Трудно дышать, легкие не принимают воздуха, но все же я откашливаюсь, потому что этому меня учили. Прятать боль, не останавливаться.
– В обществе защиты животных сказали, что на следующей неделе поместят информацию о щенке на сайте. Если не хочешь ждать, пока ему найдут новых хозяев, я могу зайти, забрать щенка и отнести к ним.
Думаю о милом комочке шерсти, который держала на руках две недели назад. Думаю о том, как надеялась снова увидеть Тора, прежде чем мы отдадим его каким-то незнакомым людям. Так легче – думать о нем, а не предаваться печали.
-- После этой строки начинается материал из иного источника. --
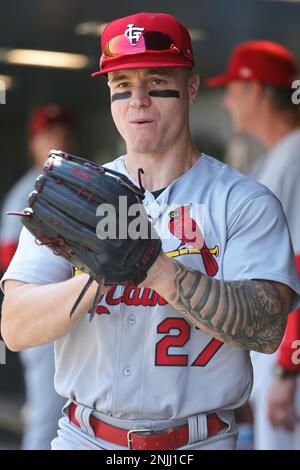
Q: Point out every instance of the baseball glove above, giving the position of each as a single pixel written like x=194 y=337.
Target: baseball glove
x=63 y=210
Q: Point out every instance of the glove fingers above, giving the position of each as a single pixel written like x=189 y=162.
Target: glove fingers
x=67 y=200
x=102 y=187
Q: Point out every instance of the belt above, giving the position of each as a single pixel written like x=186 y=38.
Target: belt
x=163 y=440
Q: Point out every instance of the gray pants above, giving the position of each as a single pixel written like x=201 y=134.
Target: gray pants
x=43 y=407
x=71 y=437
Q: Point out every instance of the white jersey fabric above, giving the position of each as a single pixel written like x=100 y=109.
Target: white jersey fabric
x=279 y=170
x=140 y=358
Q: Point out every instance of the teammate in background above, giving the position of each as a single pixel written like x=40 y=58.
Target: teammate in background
x=165 y=364
x=51 y=126
x=258 y=96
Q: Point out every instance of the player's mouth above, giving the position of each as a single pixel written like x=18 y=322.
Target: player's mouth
x=141 y=122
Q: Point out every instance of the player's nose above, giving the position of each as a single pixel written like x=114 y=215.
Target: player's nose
x=140 y=97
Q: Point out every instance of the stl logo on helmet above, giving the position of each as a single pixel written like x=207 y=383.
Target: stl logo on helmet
x=133 y=33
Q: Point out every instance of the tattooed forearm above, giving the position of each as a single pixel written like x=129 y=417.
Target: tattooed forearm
x=248 y=314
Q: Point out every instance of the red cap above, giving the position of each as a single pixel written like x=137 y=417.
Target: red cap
x=129 y=29
x=49 y=115
x=264 y=61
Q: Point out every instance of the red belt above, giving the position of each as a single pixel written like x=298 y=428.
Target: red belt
x=163 y=440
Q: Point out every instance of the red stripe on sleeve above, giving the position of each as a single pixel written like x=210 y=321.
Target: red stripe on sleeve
x=289 y=350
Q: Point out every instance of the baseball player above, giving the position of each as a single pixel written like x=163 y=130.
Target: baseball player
x=50 y=126
x=258 y=95
x=162 y=365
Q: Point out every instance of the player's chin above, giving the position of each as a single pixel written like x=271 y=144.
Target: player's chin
x=144 y=146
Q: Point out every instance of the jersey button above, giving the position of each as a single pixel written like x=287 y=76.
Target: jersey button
x=127 y=370
x=131 y=319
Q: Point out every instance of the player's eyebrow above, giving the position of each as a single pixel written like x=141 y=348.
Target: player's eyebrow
x=117 y=78
x=155 y=71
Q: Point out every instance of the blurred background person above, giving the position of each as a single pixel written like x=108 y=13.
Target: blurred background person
x=51 y=127
x=259 y=98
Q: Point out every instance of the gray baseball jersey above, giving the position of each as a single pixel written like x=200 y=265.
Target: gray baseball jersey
x=140 y=358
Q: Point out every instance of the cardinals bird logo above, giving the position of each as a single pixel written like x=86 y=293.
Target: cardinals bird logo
x=185 y=228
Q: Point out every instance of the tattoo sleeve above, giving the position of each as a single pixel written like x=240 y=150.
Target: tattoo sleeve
x=249 y=314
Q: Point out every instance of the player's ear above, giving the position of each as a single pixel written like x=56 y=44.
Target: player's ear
x=193 y=86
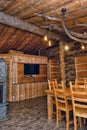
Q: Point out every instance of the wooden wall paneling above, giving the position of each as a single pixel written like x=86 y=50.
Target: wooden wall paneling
x=45 y=87
x=22 y=92
x=15 y=92
x=33 y=89
x=35 y=92
x=10 y=80
x=38 y=89
x=14 y=72
x=28 y=87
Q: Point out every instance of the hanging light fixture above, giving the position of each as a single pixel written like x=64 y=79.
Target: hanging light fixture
x=45 y=38
x=49 y=43
x=66 y=48
x=82 y=47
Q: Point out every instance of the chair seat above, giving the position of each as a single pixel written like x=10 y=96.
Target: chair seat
x=81 y=112
x=63 y=108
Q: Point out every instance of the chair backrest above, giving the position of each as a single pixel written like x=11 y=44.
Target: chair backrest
x=60 y=96
x=79 y=97
x=80 y=81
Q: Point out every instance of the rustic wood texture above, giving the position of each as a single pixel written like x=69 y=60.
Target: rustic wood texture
x=21 y=87
x=31 y=40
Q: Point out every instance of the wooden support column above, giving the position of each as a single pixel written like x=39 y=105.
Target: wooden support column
x=62 y=63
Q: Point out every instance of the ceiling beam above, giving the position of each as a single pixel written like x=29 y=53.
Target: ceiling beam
x=20 y=24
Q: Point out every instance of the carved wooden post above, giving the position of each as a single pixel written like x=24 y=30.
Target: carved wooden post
x=62 y=63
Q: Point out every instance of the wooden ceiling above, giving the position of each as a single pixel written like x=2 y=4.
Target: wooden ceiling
x=21 y=29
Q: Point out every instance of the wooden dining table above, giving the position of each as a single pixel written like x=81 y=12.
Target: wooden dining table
x=50 y=95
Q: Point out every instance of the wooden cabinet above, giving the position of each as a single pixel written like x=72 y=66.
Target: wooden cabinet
x=81 y=67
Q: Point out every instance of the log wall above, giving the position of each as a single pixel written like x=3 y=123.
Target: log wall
x=22 y=87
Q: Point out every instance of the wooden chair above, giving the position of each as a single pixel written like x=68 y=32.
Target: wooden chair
x=62 y=104
x=51 y=85
x=80 y=81
x=79 y=101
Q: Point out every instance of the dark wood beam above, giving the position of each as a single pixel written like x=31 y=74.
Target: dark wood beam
x=20 y=24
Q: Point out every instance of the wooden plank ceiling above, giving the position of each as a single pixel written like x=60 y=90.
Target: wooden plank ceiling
x=30 y=40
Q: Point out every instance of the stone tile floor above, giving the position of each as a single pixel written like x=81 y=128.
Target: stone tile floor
x=30 y=115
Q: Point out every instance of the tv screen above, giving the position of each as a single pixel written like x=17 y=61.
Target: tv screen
x=31 y=69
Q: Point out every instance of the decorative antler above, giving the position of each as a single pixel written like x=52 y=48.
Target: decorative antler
x=80 y=37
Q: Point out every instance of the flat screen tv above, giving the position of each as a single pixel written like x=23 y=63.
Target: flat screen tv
x=31 y=69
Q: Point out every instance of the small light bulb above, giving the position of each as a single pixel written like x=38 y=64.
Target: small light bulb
x=49 y=43
x=83 y=47
x=66 y=48
x=45 y=38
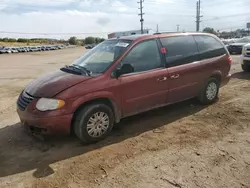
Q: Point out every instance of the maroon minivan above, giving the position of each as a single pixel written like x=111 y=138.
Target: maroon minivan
x=122 y=77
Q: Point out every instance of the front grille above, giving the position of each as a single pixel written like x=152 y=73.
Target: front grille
x=24 y=100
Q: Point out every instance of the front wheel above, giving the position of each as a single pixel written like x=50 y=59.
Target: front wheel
x=93 y=123
x=245 y=68
x=210 y=92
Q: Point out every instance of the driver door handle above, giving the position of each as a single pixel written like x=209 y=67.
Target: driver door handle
x=162 y=79
x=176 y=76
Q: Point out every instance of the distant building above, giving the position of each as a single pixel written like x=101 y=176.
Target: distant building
x=126 y=33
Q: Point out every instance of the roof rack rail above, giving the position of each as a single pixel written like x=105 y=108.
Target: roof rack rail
x=167 y=32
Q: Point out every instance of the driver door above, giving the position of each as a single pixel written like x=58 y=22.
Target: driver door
x=145 y=88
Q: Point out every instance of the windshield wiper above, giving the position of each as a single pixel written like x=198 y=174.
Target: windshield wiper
x=88 y=72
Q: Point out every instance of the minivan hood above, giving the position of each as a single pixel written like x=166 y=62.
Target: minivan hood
x=237 y=44
x=53 y=83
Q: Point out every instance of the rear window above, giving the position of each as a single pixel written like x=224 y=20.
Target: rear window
x=209 y=47
x=180 y=50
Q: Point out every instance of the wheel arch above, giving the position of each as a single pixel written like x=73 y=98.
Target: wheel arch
x=103 y=100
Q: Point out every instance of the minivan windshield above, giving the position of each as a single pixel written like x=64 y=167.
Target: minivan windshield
x=244 y=40
x=97 y=60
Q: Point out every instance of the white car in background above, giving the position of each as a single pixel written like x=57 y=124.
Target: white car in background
x=245 y=58
x=6 y=51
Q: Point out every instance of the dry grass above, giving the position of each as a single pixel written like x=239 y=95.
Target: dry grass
x=19 y=44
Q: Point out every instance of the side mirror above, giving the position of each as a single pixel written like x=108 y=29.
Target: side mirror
x=125 y=69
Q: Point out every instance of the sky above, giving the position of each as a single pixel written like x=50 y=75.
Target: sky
x=81 y=18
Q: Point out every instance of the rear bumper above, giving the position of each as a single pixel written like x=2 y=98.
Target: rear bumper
x=59 y=125
x=225 y=80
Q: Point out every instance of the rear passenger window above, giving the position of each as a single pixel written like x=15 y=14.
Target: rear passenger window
x=180 y=50
x=144 y=57
x=209 y=47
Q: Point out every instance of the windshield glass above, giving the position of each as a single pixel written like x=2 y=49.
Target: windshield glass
x=98 y=59
x=244 y=40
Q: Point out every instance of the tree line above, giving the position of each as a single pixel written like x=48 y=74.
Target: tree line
x=72 y=40
x=227 y=34
x=88 y=40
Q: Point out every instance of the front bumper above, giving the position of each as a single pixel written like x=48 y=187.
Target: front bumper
x=58 y=125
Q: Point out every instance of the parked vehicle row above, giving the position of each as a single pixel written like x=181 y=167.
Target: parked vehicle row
x=8 y=50
x=122 y=77
x=235 y=46
x=245 y=58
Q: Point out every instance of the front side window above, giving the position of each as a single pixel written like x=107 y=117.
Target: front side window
x=180 y=50
x=144 y=56
x=97 y=60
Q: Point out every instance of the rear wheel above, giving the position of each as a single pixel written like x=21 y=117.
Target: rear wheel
x=245 y=68
x=210 y=92
x=93 y=123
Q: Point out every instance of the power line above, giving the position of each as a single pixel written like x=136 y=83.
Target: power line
x=24 y=33
x=141 y=15
x=198 y=15
x=178 y=27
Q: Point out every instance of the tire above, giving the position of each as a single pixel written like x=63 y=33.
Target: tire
x=206 y=98
x=83 y=118
x=245 y=68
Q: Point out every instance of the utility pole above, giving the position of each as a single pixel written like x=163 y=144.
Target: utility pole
x=178 y=27
x=141 y=15
x=198 y=15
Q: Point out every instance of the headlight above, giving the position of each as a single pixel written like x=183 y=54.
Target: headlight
x=44 y=104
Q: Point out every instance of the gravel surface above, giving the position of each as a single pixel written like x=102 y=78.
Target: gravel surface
x=182 y=145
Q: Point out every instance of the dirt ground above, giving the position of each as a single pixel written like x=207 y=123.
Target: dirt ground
x=182 y=145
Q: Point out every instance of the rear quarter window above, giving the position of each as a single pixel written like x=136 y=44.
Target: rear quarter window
x=209 y=47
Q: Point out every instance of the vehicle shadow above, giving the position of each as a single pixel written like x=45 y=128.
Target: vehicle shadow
x=20 y=152
x=241 y=75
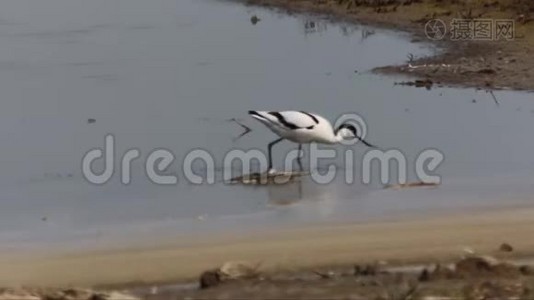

– В организации по спасению животных свободных мест сейчас нет, так что наша единственная надежда – общество защиты. Хотя мне оно не нравится – они не гарантируют, что он останется жив.
– Кто-нибудь возьмет, – говорит Дрикс.
Я закрываю глаза.
– Будь он мой, я бы все отдала. – Не надо было давать ему кличку, тогда и не пришлось бы переживать так, словно теряешь мечту. – Мне нужно идти сейчас, но я зайду за ним, когда вернусь в город.
– А твои родители? Они уже на тебя злятся.
– Я сама все решу.
Он подходит на шаг ближе.
– В приют его отнесу я.
Мне так плохо, что кажется, задохнусь.